Giorgia Sbuelz
ROMA – “Mi hanno chiamato folle: ma non è ancora chiaro se la follia sia o meno il grado più elevato dell’intelletto, se la maggior parte di ciò che è glorioso, se tutto ciò che è profondo non manca da una malattia della mente, da stati di esaltazione della mente a spese dell’intelletto in generale”. Edgar Allan Poe
Così, tra una citazione e l’altra, Philip Osbourne ci racconta il suo Young Poe – Il blogger degli incubi pubblicato da Armando Curcio Editore.
Il blogger in questione è Vincent, un ragazzo dotato di poteri extrasensoriali, che per ragioni oscure sembra legato alla vita dello scrittore di Baltimora, di cui ripercorriamo i passi in questo libro.
Pensato per un pubblico young adult, accontenterà i gusti di tutti coloro che nella loro adolescenza sono stati stregati dai versi de “Il Corvo” o si sono lasciati catturare dall’enigma de “I delitti della Rue Morgue”. Imprinting toccato a Osbourne stesso e che, per sua ammissione, influenzò il suo modo di fruire la letteratura e guardare il mondo.
Affascinato dal “dopo” delle cose, l’autore comincia il romanzo dalla scomparsa di Poe, misteriosa al pari dei suoi racconti. L’uomo fu infatti ritrovato il 3 ottobre 1849 in stato confusionale e in abiti non suoi, mentre gridava un nome: Reynolds. Spirò quattro giorni dopo, senza mai riprendere conoscenza, lasciando ai posteri un unico indizio: quel nome. Ma chi era Reynolds? Che rapporti aveva con Poe?
In quest’opera di fantasia l’autore cerca di svelare l’arcano ricostruendo gli scenari che furono di Poe nella Baltimora di duecento anni dopo. Qui Vincent, un orfano cresciuto dalla zia, bacia la sua ragazza quattordicenne, Mary, e ne percepisce il futuro visualizzando l’incidente che l’avrebbe resa paraplegica. Da quel momento in poi quelle che sembravano essere solo coincidenze diventano prove della tangibile corrispondenza fra Edgar lo scrittore e Vincent il blogger. I personaggi dei racconti di Poe si animano in una storia d’azione e horror.

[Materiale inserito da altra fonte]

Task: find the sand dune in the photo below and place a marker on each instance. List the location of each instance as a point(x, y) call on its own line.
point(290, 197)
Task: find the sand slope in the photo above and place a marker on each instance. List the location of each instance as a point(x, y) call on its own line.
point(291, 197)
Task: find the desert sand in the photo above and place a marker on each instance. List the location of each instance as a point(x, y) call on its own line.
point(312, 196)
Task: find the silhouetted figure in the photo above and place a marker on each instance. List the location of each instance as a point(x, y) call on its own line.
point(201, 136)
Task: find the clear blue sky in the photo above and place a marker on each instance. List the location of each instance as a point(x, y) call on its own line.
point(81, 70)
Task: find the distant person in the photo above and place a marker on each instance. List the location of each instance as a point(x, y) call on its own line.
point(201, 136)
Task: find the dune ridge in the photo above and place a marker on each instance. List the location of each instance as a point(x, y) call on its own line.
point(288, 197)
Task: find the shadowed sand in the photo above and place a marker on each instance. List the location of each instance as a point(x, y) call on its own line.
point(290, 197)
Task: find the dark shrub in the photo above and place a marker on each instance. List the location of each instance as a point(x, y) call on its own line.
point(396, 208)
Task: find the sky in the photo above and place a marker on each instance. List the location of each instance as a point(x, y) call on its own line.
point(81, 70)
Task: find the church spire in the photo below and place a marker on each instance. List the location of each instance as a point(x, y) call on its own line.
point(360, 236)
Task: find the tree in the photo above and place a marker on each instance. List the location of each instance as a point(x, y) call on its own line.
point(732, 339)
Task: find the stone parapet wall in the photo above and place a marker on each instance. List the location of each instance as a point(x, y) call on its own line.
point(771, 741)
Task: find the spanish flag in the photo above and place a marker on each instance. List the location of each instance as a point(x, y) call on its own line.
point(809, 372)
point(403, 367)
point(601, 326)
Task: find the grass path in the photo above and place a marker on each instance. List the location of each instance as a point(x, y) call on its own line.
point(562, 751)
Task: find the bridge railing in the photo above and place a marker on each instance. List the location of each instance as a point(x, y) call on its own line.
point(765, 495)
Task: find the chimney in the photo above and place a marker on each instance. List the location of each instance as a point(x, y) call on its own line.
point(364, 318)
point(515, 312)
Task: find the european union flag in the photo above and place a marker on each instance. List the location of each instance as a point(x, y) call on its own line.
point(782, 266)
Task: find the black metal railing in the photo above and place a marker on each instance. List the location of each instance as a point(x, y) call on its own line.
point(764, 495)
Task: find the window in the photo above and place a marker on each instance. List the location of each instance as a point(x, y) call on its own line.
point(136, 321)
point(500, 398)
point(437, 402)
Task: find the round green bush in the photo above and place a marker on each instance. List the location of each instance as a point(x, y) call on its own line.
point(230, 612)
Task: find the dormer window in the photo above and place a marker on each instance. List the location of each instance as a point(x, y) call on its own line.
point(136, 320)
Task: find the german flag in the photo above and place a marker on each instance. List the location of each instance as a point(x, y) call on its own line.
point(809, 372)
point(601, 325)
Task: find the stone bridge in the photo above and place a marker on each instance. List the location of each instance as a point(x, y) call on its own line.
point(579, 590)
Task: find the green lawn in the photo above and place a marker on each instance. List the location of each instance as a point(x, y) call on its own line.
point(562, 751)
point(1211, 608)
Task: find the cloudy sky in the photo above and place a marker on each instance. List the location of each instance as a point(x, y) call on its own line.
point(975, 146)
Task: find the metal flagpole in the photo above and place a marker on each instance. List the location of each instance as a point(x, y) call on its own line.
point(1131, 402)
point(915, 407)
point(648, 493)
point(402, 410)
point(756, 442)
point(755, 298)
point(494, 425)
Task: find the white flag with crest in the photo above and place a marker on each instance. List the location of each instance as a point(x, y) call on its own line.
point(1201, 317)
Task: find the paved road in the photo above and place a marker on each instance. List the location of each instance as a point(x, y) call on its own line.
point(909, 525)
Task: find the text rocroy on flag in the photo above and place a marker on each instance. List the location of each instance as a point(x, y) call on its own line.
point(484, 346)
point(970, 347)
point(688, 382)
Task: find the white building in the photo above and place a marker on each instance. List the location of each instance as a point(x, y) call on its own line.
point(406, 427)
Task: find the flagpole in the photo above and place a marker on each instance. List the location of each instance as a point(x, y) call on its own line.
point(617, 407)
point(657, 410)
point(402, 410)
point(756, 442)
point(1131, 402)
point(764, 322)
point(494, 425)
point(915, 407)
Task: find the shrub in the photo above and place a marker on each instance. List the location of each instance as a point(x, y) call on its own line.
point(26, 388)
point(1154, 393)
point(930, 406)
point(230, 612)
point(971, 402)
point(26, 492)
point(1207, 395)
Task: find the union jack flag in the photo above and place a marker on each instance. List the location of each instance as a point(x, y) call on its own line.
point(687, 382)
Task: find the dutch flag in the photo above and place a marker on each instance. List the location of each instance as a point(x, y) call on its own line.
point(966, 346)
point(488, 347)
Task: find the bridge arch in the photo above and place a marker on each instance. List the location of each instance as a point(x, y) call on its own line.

Il divertimento del lettore sarà anche quello di riconoscerli di volta in volta negli adattamenti moderni: ecco sbucare l’inquietante gatto nero che sceglie da solo il proprio nome saltellando su delle lettere sparpagliate per terra a mo’ di tavola oujia. E quale poteva essere il nome, se non Pluto? Troveremo la casa di Usher e rivivremo la sua caduta. Ci faremo ammaliare dalla perfida cugina Berenice e ci darà la caccia Rufus Wilmont Griswold, che in vita fu l’astioso detrattore di Edgar Allan Poe e qui si occupa di localizzare i maggiori talenti in circolazione per sminuirli e neutralizzarli in nome di una presunta equità umana.
A farne le spese, la vera guest star di questo romanzo, nientepopodimeno che lo scrittore americano per eccellenza: David Foster Wallace.
Tanti sono gli omaggi disseminati tra le pagine, il più significativo – e il più prevedibile – quello a un altro maestro dell’horror: Stephen King e la sua “Carrie”, meglio nota nella trasposizione cinematografica di Brian De Palma “Lo sguardo di Satana”. Ma la cinefilia di Osburne si era colta già dall’introduzione firmata Brian Yuzna, il regista e produttore che adatta le opere di Lovecraft in chiave contemporanea.
Reduce dal successo mondiale “Il diario di Phil il Nerd”, con Young Poe Philip Osbourne sterza verso un altro genere senza perdere lo smalto. Brillante ed energico come la musica che ascolta e cita – su tutti gli Iron Maiden di Paul Dianno – questo libro saprà coinvolgere la giovane internet generation in una storia soprannaturale dal ritmo adrenalinico, non tralasciando temi più cupi e attuali, come la solitudine, l’alienazione e il bullismo, con cui i ragazzi di oggi – come quelli di due secoli fa – si confrontano ogni giorno.